Introduction
This tutorial describes how to set the Amazon cloud resources to run applications via Swift along with Swift’s coaster-service. The current package contains utilities to configure, add, remove and monitor cloud resources to a Swift execution. add/remove/monitor resources on a current application ru.
EC2 CLI API
This tutorial is tested with EC2 commandline tools API version 1.6.12.2
. It
is expected to work through minor version changes. Since many commands are
sensitive to the columnar outputs of the EC2 API commands, some of it might
break on distant versions. The instructions for download, install and
configuring the EC2 CLI API can be found
here.
For quick install, you can download a copy as follows:
wget http://www.mcs.anl.gov/~ketan/ec2-api-tools.zip
unzip ec2-api-tools.zip
Make sure the PATH
is set to point to the bin
directory of the unzipped API
package.
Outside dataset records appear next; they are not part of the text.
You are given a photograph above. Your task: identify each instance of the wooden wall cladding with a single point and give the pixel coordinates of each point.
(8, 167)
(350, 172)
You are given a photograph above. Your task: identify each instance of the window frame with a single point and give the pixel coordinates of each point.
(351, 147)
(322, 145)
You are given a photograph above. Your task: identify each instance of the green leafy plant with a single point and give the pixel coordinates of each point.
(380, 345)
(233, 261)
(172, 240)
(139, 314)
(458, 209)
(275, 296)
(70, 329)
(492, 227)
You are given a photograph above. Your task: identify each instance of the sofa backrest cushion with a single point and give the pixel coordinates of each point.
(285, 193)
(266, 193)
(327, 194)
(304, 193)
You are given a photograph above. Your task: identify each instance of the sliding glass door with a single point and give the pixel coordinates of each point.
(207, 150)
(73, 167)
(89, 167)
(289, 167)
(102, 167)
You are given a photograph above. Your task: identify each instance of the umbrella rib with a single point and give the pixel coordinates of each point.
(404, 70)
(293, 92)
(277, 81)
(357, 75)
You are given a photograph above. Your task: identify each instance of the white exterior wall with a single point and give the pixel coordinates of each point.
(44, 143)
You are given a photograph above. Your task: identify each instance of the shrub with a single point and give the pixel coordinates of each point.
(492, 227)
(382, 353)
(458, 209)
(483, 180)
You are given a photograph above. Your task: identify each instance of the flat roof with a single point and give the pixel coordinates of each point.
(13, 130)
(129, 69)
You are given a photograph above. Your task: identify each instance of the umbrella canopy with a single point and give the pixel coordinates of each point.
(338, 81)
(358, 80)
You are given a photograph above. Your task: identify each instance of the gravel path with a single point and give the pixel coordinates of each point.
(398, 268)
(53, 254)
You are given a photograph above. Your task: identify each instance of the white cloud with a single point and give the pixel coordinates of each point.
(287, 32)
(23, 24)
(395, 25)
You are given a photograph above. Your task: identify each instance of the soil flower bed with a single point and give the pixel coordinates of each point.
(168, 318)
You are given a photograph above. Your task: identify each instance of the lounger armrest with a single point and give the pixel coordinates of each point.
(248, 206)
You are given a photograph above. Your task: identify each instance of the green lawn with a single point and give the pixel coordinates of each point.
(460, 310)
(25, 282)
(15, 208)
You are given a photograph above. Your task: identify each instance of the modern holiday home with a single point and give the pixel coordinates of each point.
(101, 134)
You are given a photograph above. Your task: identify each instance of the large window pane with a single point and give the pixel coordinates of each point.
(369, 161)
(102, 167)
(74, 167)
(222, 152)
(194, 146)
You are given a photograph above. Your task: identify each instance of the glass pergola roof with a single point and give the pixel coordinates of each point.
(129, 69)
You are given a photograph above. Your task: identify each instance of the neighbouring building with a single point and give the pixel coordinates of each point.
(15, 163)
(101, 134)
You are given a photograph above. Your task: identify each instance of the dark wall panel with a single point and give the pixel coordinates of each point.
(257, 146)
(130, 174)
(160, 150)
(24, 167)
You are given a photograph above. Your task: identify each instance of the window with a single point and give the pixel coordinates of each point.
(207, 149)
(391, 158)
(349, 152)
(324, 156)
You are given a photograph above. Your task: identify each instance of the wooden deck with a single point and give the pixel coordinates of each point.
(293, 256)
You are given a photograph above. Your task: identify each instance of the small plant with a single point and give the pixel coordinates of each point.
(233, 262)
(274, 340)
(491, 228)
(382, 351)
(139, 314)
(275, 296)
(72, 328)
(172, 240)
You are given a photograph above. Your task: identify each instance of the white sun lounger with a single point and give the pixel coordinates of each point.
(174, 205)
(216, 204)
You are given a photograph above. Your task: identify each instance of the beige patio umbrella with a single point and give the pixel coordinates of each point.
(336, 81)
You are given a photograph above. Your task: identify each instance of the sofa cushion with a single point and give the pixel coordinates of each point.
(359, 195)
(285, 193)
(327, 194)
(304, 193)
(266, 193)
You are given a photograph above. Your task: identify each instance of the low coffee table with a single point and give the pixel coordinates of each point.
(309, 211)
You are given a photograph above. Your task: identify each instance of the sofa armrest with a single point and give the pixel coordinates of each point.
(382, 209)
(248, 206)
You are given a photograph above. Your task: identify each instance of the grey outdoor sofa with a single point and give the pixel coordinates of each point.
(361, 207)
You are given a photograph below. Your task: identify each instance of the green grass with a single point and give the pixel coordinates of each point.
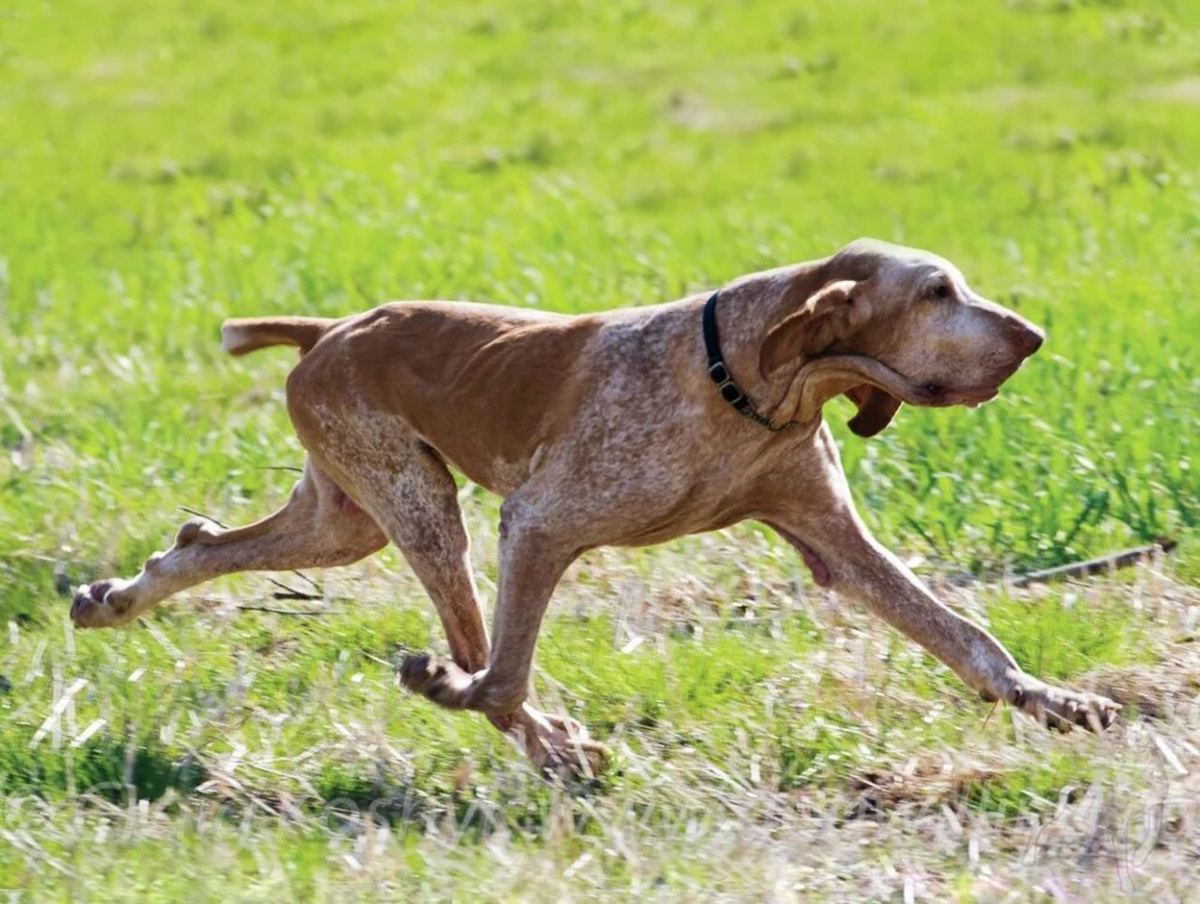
(165, 166)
For example, if the package is unzipped in $HOME
:
export PATH=$HOME/ec2-api-tools-1.6.12.2/bin:$PATH
Swift Installation
To install Swift, follow the instructions found here. We use the Swift version 0.94 from the SVN repository.
Note
|
Swift installation is required only on the submit host and not on the cloud instances. |
To checkout the Swift-cloud provision package from SVN repository use the following command:
svn co https://svn.ci.uchicago.edu/svn/vdl2/SwiftApps/cloud swift-cloud
cd swift-cloud
Configure
Environment variables
Make sure GLOBUS_TCP_PORT_RANGE
and GLOBUS_HOSTNAME
are defined. For example:
export GLOBUS_TCP_PORT_RANGE=50000,51000
export GLOBUS_HOSTNAME=churn.mcs.anl.gov
EC2 configuration
Make sure you have access to an EC2 image ami-id
, have security-group
and
keypair
set up. If you already have keypair
for EC2 installed, you can find
via the following command:
ec2-describe-keypairs
The security-group
must be set such that the ports defined in
GLOBUS_TCP_PORT_RANGE
are open for both incoming and outgoing traffic.
Existing security groups can be queried as:
ec2-describe-security-groups
More information on setting up a security group can be found here.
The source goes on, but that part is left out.